Ein Jäger steht während einer Treibjagd mit seinem Gewehr schussbereit am Waldrand.
Foto: Felix Kästle, dpa | Ein Jäger steht während einer Treibjagd mit seinem Gewehr schussbereit am Waldrand.
Jürgen Sterzbach
 |  aktualisiert: 10.05.2023 10:23 Uhr

Der Wald ist Lebensraum, Trinkwasserspeicher und Sauerstoffproduzent. Er ist wirtschaftlich gesehen Arbeitsplatz und Holzlieferant, gesellschaftlich ein Raum zur Erholung und  Freizeitgestaltung. Doch der Wald leidet. Sein Zustand hat sich durch den Klimawandel laut aktuellem Waldbericht der Bayerischen Forstverwaltung im Vergleich zum Vorjahr abermals verschlechtert. Mehr als 40 Prozent aller Bäume in bayerischen Wäldern weisen inzwischen deutliche Schäden auf. Die Zahl hat sich in den vergangenen sechs Jahren verdoppelt. Unterfranken ist besonders stark betroffen.

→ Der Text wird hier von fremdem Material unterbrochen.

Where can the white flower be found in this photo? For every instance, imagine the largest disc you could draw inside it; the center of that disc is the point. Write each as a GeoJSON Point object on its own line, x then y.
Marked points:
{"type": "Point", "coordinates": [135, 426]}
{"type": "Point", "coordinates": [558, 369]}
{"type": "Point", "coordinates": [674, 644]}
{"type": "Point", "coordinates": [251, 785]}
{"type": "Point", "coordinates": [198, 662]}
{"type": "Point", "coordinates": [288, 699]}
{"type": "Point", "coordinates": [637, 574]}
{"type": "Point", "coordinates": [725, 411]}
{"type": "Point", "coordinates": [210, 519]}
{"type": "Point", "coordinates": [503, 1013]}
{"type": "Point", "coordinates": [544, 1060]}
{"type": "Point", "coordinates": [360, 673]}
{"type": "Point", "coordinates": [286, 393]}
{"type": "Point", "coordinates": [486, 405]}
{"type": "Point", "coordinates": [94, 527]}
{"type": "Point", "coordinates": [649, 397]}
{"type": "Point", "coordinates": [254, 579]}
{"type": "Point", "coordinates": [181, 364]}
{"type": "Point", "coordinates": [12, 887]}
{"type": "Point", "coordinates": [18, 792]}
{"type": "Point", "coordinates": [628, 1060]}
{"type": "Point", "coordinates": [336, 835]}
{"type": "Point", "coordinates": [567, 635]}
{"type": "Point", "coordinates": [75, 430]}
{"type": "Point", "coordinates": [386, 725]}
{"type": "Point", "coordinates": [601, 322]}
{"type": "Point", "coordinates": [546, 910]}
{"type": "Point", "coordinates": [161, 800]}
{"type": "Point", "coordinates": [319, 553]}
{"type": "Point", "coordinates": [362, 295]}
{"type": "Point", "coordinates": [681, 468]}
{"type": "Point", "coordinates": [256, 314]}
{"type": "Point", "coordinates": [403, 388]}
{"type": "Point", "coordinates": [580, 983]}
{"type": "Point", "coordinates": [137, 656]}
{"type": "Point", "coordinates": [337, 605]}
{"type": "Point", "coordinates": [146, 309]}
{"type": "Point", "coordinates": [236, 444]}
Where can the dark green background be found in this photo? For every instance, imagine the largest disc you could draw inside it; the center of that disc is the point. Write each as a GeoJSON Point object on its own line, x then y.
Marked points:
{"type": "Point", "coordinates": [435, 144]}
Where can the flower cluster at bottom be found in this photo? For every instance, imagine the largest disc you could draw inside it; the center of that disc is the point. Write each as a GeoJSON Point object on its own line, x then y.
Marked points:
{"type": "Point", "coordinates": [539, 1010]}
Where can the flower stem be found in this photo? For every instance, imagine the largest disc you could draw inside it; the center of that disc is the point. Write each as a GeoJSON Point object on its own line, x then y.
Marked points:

Mit einem umfangreichen Programm sollen in den nächsten Jahren in ganz Bayern die Wälder "umgebaut" werden: Aus empfindlichen Nadelwäldern sollen widerstandsfähige Mischwälder werden. Millionen neuer Bäumchen werden dafür gepflanzt, doch gerade deren Knospen und Triebe schmecken dem heimischen Schalenwild besonders gut. 

Gesetz fordert angepasste Schalenwildbestände für den Waldumbau

Ein Konflikt. "Wald vor Wild" heißt es deshalb im bayerischen Waldgesetz. "Angepasste Schalenwildbestände" seien notwendig, damit sich "standortgemäße Mischwälder" entwickeln können. Angepasst meint: so viel Wild zu schießen, dass weniger Triebe verbissen werden und sich der Wald verjüngen kann. Schließlich kostet das auch Geld.

Hubert Feuchter, der Bezirksvorsitzende im Bund Deutscher Forstleute, fordert: Für einen zukunftsstabilen und klimatoleranten Wald müssen mehr Rehe geschossen werden.
Foto: Thomas Obermeier | Hubert Feuchter, der Bezirksvorsitzende im Bund Deutscher Forstleute, fordert: Für einen zukunftsstabilen und klimatoleranten Wald müssen mehr Rehe geschossen werden.

Hubert Feuchter, der unterfränkische Bezirksvorsitzende im Bund Deutscher Forstleute, sagt: "Das wird richtig teuer, denn die neuen Bäume müssen bezahlt werden und wir brauchen Leute vor Ort, die sie dann auf die Fläche bringen können." Rund ein Drittel der bayerischen Wälder gehören dem Freistaat. Den Bayerischen Staatsforsten kosten die Folgen des Klimawandels nach eigenen Angaben derzeit jährlich rund 80 Millionen Euro.

Ein so hoher Aufwand soll sich lohnen. Für Feuchter und seinen Berufsverband ist ein zukunftsstabiler, klimatoleranter Wald das oberste Ziel. Alle drei Jahre gibt die Bayerische Forstverwaltung deshalb ein Gutachten heraus, zuletzt 2018. Es fasst den Zustand des Waldes sowie den durch Schalenwild verursachten Schaden zusammen und gibt eine Empfehlungen, ob weniger oder mehr Wild geschossen werden soll. 

Gutachten stellt viel Verbiss durch Rehe in Unterfranken fest

Weil in Unterfranken teilweise ein hoher Verbiss festgestellt wurde, sollen hier mehr als zwei Drittel aller Hegegemeinschaften mehr Wild schießen. Das Gutachten zeige eindeutig, dass in der Region "ein großer Nachholbedarf" bestehe, sagt Feuchter.

"Sollen wir unsere Wälder leer schießen?", fragt dagegen Michael Hein, der Vorsitzende der Würzburger Kreisgruppe im Bayerischen Jagdverband. Laut dem Gutachten müssten in seinem Kreis viel mehr Rehe erlegt werden.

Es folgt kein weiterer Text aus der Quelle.